I’ve stepped into a hallowed tradition: from the Iliad to Harry Potter, storytelling is an art as old and essential as humankind itself. “After nourishment, shelter and companionship, stories are the thing we need most in the world,” award-winning British author Philip Pullman once said.
It’s an aphorism I see reflected in Matter’s human-centric philosophy, its teaching approach, even its workspace. Stories are central to what Matter does, both in terms of the industry it’s helping shake up — because without storytelling, there would be no media! — and in terms of how it coaches its entrepreneurs to craft character-driven narratives about themselves and their products. Stories are about people, and so is innovation.
Perhaps the greatest evidence of Matter’s commitment to stories and their potential for impact is its appointment of a dedicated Storyteller, a rare beast even in the petri dish of Silicon Valley. My job will be to tease stories out of the experiences of Matter portfolio companies and use multimedia and social media tools to animate them for a wider audience. I’ll capture nuggets of wisdom from Matter’s visiting speakers, mentors, Corey, Lara, and the rest of the team. Powered by the latest technology, I’ll share them with more media innovators than any of us could ever reach in person.
I’ll also work to equip our entrepreneurs with an invaluable skill: the ability to tell their stories to the key stakeholders in their spheres, including investors, journalists, and above all, customers. As Howard Gardner, eminent developmental psychologist at Harvard University, says: “Stories are the single most powerful weapon in a leader’s arsenal.”
The Matter workspace is already a treasure trove of stories. Walk into the office and the writing is literally on the wall — there are words everywhere, neatly organized in mind maps, crammed on to Post-It notes, splattered on white boards, underlined, highlighted, capitalized, encircled.
As zen and minimalist as this converted warehouse space may feel, all the eye-level surfaces are competing for attention, adorned with hundreds and hundreds of words. Words that represent the entrepreneurs’ turbulent journeys from week 1 to Demo Day. Words that act as the anchor points around which they orient their thoughts, share their ideas, establish their methodologies and create transformative technology. Words like “be scrappy” and “intentional serendipity”. If you follow me on A Matter-Driven Narrative, you’ll find out more about what all these words mean in the context of the entrepreneur.

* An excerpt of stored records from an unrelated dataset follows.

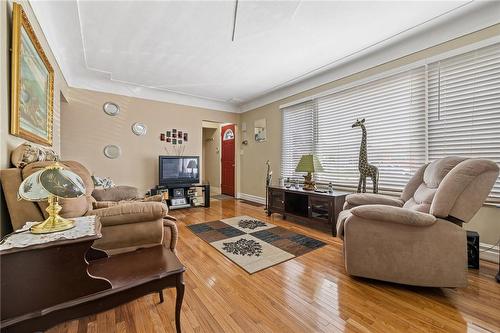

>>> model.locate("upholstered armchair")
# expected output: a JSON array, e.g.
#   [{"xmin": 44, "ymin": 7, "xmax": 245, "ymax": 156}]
[
  {"xmin": 337, "ymin": 157, "xmax": 499, "ymax": 287},
  {"xmin": 0, "ymin": 161, "xmax": 177, "ymax": 255}
]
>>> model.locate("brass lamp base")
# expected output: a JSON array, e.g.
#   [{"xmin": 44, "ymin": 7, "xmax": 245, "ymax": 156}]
[
  {"xmin": 303, "ymin": 172, "xmax": 316, "ymax": 191},
  {"xmin": 30, "ymin": 196, "xmax": 75, "ymax": 234}
]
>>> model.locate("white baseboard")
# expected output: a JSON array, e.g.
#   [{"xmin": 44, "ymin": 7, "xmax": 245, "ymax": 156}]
[
  {"xmin": 236, "ymin": 193, "xmax": 266, "ymax": 205},
  {"xmin": 479, "ymin": 243, "xmax": 500, "ymax": 263}
]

Having come from the world of traditional news broadcasting, I’m learning a new language here at Matter, where VOSOTs, slugs, and live hits have been replaced by flares, deltas and top-down vs. bottom-up. These aren’t terms chosen at random — in the Matterverse, they’re shorthand for the concepts that our entrepreneurs must master on their respective paths to success. I have a feeling they’re going to help me organize my mind better, too.
I have always liked learning new languages. Born in Wales, I studied Welsh until the age of sixteen and my party trick is rattling off the name of my country’s (and indeed the world’s) longest train station (llanfairpwllgwyngyllgogerychwyrndrobwllllantysiliogogogoch, in case you’re interested).
In France, I worked in a bilingual news team, so I had to learn lots and lots of French, really fast, some of it highly esoteric (did you know scaphandrier is the French word for one of those full body, deep water diving suits?). In China I wrestled hard with learning Mandarin, which eventually kicked me in the kidneys, kung fu-style, although even now I still describe a lot of things as 馬馬虎虎.
These days, after marrying an Atomic Physicist from Siberia, I’m trying to cram some Russian vocab into my memory, when I’m not out swing dancing (which is incidentally how one meets an Atomic Physicist from Siberia in California).
Just like our cohort, I’ve come a long way from a small town in Wales, and, starting this next chapter as a startup newbie, I know I still have a long way to go. But as another great writer, Ralph Waldo Emerson, once said: “Life is a journey, not a destination.” That’s what I hope to document on A Matter-Driven Narrative . The entrepreneurial road may be long and winding, littered with potholes and blind corners, but there’s some beautiful scenery to discover along the way. Through my lens, you will see it too, and we can learn together.